Il se prévaut d'un procès-verbal d'indisponibilité dressé le 10 juillet 2023 par Me [N] [B], commissaire de justice, sur le véhicule Voslkwagen Caravelle immatriculé [Immatriculation 3] lui appartenant. Selon lui, ce procès-verbal produisant les effets d'une saisie, vaut exécution du jugement.
Le procès-verbal d'indisponibilité, prévu par les articles L.223-1 et R 223-1 du code des procédures civiles d'exécution a pour vocation d'interdire la délivrance de tout nouveau certificat d'immatriculation. Il empêche donc le propriétaire du véhicule de le vendre. En revanche, il ne dessaisit pas le débiteur de son véhicule.
Si en application de l'article R 223-2 du code des procédures civiles d’exécution, ses effets sont assimilables à ceux d'une saisie, il n'a pas pour effet de remplir le créancier de ses droits. Cette mesure produit tout au plus les effets d'une mesure conservatoire rendant le bien indisponible pendant deux ans. Par ailleurs, elle n'a pas pour effet de rendre le bien insaisissable par un autre créancier.
Dans ces conditions, il ne peut être considéré ni que cette mesure entraîne paiement des sommes dues ou ni même qu'elle garantit ce paiement.
A ce jour, M. [U] ne justifie par aucune pièce avoir exécuté la décision frappée d'appel.
Certes, en application de l'article 6 § 1 de la Convention européenne des droits de l'homme, toute personne a droit à ce que sa cause soit entendue équitablement (...) par un tribunal indépendant et impartial, établi par la loi, qui décidera (...) des contestations sur ses droits et obligations de caractère civil (...).
Cependant, le droit à un tribunal, dont le droit d'accès constitue un aspect particulier, n'est pas absolu et se prête à des limitations implicitement admises, notamment quant aux conditions de recevabilité d'un recours, sous réserve que les limitations n'en restreignent pas l'accès de manière ou à un point tels que son droit à un tribunal s'en trouve atteint dans sa substance même.
La mesure de radiation poursuit un but légitime, à savoir le renforcement de l'effectivité des décisions de première instance assorties de l'exécution provisoire, la protection du créancier, et la prévention des appels dilatoires.
M. [U] n'allègue ni ne produit aucune pièce démontrant qu'il se trouve dans l'impossibilité d'exécuter la condamnation ou que l'exécution aurait pour lui des conséquences manifestement excessives.
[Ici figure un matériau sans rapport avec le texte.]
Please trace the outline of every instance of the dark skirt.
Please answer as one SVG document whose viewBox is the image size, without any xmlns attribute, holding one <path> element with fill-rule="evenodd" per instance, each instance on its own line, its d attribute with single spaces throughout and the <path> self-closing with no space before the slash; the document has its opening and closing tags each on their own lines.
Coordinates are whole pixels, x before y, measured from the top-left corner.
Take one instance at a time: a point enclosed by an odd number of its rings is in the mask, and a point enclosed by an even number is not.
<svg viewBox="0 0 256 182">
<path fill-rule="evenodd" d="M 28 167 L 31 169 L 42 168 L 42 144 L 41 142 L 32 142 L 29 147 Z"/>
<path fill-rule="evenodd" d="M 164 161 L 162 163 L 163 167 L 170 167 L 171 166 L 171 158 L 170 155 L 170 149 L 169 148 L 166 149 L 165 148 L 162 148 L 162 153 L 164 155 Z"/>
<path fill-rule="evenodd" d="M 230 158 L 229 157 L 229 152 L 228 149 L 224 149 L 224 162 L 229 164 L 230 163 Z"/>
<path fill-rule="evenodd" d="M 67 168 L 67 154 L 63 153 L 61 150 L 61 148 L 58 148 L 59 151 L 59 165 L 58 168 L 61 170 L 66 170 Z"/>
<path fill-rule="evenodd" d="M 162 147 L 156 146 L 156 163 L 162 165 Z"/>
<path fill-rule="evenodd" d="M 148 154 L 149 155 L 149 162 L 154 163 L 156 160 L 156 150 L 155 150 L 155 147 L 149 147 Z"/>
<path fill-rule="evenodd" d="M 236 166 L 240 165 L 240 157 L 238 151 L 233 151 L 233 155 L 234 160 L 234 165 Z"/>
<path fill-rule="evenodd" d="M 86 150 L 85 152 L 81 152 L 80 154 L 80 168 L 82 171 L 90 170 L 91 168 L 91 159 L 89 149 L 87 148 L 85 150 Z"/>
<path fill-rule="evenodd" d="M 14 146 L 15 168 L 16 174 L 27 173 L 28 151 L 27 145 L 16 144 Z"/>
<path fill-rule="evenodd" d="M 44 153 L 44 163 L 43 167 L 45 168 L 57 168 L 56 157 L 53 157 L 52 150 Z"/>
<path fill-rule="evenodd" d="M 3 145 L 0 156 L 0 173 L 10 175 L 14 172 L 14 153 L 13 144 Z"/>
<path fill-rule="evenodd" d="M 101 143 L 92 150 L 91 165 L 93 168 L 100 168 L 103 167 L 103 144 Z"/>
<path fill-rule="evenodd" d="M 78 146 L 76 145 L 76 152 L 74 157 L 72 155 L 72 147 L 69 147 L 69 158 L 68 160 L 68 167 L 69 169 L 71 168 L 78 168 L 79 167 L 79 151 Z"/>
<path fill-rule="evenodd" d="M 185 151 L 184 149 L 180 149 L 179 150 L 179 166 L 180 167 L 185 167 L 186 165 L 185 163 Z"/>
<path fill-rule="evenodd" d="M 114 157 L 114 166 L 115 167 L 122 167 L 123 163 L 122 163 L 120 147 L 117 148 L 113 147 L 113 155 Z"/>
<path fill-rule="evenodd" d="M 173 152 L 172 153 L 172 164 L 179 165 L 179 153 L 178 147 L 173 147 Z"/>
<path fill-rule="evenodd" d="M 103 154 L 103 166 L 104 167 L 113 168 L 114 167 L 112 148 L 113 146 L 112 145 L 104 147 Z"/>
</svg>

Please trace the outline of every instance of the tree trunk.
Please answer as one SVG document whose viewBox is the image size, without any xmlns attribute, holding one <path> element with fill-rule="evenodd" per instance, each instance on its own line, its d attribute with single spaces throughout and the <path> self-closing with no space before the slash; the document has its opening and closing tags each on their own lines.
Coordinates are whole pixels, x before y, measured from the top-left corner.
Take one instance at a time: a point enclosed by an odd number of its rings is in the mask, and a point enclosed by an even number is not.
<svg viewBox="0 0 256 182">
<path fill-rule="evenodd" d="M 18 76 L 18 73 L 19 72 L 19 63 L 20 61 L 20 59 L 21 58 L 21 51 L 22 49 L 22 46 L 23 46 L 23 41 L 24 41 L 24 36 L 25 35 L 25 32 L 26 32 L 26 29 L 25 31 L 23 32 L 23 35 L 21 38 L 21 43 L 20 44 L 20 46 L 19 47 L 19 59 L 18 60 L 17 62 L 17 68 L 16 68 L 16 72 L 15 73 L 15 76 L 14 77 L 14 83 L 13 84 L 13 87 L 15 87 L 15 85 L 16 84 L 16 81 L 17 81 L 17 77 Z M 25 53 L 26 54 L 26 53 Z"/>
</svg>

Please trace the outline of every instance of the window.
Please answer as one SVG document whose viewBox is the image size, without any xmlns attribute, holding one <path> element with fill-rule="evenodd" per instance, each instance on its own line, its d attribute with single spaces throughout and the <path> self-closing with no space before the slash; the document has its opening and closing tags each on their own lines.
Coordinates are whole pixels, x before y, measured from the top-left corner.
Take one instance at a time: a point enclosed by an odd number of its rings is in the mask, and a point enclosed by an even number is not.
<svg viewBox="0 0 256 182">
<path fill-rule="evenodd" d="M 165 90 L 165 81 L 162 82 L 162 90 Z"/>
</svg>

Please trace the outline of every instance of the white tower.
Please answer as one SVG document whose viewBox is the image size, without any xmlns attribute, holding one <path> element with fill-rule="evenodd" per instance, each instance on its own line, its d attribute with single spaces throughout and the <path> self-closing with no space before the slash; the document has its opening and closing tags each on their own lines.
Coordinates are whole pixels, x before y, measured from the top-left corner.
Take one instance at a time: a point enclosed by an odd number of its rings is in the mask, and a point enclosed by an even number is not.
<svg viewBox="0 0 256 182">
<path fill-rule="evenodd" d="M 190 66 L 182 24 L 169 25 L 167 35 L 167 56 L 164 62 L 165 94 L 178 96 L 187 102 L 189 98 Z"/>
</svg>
En conséquence, la mesure de radiation du rôle, qui poursuit le but, légitime, d'assurer l'exécution d'une décision exécutoire de droit à titre provisoire et de protéger les créanciers en évitant les appels dilatoires, ne porte pas une atteinte disproportionnée au droit d'accès de M. [U] à la cour d'appel, tel que garanti par l'article 6 § 1 de la Convention européenne des droits de l'homme.
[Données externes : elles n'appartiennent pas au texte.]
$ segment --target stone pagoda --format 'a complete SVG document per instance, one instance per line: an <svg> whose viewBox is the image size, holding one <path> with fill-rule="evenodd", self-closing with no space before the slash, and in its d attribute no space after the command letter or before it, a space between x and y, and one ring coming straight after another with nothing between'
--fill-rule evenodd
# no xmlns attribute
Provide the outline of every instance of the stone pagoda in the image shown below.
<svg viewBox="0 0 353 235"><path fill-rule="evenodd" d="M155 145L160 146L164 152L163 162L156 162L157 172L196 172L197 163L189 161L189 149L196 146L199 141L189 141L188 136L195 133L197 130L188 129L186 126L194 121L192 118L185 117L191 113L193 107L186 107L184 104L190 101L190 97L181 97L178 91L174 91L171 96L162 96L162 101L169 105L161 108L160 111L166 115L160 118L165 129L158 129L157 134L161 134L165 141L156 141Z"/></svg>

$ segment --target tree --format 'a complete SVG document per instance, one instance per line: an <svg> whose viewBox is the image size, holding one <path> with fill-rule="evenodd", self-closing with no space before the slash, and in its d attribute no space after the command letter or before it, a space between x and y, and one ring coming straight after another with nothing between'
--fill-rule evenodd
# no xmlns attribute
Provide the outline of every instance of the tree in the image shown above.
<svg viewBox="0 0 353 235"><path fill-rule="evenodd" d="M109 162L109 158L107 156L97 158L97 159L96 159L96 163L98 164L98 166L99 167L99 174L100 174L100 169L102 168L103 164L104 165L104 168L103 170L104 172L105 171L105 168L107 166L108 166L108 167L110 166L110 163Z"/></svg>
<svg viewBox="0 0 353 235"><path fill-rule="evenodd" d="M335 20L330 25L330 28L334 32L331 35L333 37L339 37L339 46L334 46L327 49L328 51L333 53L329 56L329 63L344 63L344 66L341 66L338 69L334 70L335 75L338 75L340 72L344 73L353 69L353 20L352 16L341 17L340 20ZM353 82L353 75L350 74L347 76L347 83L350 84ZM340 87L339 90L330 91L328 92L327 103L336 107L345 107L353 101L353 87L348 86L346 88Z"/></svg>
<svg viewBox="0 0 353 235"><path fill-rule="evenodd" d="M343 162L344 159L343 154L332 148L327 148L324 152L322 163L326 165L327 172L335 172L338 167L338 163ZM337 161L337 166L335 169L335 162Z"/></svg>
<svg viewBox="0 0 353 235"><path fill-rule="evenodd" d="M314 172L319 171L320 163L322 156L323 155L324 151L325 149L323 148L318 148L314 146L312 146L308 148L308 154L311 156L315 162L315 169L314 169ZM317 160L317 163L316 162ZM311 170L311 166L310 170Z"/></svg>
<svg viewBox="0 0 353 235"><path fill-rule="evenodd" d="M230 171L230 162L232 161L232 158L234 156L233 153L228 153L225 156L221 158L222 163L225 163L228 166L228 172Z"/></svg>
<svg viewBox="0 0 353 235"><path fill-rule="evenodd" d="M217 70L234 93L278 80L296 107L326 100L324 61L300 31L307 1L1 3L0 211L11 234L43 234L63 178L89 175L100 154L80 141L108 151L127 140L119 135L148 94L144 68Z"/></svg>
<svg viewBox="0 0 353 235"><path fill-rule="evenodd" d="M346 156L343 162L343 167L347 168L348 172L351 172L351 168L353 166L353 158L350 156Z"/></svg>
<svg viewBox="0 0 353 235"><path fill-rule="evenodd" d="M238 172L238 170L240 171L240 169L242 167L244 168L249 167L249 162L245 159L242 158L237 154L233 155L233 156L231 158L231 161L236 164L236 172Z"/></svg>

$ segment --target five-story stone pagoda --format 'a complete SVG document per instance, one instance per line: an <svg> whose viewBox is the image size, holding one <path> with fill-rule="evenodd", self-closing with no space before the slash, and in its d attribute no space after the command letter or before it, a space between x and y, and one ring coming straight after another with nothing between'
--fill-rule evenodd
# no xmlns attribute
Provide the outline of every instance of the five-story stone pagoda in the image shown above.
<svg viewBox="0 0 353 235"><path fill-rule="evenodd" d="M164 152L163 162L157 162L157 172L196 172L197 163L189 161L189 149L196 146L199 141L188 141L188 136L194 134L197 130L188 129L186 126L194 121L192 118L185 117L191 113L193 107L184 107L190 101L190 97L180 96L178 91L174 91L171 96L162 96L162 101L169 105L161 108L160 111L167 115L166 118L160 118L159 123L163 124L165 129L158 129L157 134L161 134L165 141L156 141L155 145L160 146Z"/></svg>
La procédure d'appel sera donc radiée.
La demande de radiation présentée sur le fondement de l'article 524 du code de procédure civile donne lieu au prononcé d'une mesure d'administration judiciaire, de sorte que le conseiller de la mise en état n'a pas, dans ce cadre, le pouvoir de condamner, notamment en application de l'article 700 du code de procédure civile.
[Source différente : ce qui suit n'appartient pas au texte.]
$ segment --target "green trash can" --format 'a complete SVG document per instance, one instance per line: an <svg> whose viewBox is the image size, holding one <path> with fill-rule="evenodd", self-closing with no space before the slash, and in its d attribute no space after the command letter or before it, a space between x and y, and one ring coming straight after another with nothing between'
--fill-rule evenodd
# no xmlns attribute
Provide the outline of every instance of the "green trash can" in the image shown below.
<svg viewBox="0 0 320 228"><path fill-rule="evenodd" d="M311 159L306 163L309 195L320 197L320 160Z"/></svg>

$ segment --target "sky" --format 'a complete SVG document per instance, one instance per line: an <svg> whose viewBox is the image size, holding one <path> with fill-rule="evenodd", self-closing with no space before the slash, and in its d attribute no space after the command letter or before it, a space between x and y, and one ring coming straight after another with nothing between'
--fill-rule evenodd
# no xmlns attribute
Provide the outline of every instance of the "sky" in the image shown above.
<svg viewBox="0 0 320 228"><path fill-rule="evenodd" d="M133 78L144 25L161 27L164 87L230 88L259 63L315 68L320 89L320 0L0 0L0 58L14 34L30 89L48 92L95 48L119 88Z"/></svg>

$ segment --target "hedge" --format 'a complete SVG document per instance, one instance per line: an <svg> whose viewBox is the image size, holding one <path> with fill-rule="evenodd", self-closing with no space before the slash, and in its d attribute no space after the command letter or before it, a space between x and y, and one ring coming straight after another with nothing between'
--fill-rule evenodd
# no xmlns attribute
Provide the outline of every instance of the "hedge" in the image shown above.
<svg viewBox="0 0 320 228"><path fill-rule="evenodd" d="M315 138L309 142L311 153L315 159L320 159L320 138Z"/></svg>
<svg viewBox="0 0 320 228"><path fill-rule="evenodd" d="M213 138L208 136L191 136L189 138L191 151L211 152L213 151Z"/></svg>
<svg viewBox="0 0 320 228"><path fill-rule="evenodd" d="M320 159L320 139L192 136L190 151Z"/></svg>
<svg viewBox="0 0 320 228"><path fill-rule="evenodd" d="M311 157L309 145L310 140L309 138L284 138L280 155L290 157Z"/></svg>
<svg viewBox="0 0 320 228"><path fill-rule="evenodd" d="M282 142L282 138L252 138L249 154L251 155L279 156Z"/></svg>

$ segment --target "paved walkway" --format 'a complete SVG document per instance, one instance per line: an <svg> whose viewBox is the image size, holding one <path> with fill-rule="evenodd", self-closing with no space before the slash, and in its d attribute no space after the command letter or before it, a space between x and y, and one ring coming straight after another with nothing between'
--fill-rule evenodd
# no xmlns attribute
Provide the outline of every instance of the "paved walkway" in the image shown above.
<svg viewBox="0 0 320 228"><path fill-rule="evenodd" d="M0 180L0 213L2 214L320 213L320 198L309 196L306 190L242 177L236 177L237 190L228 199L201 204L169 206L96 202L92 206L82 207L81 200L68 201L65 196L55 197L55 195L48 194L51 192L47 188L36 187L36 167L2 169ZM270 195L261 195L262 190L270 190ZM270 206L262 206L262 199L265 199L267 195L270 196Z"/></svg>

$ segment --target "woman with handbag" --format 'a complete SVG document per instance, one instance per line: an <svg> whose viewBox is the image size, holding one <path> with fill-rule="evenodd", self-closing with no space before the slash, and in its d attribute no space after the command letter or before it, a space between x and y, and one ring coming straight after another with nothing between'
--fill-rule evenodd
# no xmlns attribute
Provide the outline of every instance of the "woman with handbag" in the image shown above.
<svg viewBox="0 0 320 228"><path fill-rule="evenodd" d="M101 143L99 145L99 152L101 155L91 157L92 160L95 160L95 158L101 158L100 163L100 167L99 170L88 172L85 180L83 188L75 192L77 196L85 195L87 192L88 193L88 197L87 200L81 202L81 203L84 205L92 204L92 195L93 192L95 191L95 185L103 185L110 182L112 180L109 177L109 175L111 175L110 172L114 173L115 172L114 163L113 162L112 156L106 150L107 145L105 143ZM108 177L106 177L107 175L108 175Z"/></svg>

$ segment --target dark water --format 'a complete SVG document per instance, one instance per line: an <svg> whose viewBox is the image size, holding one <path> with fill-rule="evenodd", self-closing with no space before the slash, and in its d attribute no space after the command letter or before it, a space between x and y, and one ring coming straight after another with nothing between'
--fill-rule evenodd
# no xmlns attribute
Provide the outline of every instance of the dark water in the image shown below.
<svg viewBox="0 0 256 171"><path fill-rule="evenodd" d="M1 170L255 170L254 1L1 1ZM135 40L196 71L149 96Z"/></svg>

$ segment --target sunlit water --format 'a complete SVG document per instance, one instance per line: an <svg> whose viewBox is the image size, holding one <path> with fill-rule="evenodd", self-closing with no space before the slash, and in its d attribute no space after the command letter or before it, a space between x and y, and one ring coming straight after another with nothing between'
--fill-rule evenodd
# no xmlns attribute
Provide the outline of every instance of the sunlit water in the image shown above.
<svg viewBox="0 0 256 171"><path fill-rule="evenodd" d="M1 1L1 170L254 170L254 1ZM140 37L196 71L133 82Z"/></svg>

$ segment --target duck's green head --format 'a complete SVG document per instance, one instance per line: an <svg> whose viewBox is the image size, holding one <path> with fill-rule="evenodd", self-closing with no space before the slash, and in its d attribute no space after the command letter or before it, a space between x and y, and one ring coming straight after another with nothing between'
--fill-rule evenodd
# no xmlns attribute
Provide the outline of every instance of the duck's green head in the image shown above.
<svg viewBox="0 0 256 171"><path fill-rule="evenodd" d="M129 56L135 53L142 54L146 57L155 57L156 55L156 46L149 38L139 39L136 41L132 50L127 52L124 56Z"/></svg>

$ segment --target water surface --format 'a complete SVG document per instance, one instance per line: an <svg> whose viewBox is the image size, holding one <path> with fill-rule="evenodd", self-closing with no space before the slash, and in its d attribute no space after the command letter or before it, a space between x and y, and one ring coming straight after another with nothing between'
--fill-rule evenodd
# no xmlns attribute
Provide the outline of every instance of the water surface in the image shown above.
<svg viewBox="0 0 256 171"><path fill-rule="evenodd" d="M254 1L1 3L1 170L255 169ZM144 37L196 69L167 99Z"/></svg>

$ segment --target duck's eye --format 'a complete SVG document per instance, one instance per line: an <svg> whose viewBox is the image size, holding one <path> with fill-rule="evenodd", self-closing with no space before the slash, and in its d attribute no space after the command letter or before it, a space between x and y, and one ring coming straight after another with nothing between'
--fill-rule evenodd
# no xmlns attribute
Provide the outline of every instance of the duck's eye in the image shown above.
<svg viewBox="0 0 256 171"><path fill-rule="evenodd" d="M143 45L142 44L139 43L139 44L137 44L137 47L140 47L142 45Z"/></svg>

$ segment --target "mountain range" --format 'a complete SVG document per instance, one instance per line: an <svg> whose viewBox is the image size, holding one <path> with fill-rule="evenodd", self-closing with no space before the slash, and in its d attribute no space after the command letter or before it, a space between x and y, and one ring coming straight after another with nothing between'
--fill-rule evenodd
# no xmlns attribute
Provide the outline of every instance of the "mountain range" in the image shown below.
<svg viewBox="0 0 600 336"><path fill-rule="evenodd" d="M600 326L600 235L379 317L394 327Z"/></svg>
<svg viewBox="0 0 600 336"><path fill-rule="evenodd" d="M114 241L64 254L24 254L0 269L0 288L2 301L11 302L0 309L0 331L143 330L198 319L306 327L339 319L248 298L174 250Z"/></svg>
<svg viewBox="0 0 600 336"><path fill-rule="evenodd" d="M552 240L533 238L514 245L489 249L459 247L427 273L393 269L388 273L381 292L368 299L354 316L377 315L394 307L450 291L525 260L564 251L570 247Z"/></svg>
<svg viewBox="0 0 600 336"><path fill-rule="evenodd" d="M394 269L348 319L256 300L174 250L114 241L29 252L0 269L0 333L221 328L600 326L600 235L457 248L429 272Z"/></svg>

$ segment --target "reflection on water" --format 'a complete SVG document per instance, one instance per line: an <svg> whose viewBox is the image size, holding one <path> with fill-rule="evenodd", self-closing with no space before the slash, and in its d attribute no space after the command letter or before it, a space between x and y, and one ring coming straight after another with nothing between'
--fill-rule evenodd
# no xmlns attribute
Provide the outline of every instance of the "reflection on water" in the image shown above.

Les dépens de l'incident suivront le sort de l'instance au fond.
DECISION
Le conseiller de la mise en état, statuant par mesure d'administration judiciaire insusceptible de recours
Ordonne la radiation de la procédure d'appel enregistrée sous le numéro RG n° 23/04074 ;
Dit n'y avoir lieu à condamnation au titre de l'article 700 du code de procédure civile ;
Dit que les dépens de l'incident suivront le sort de l'instance au fond.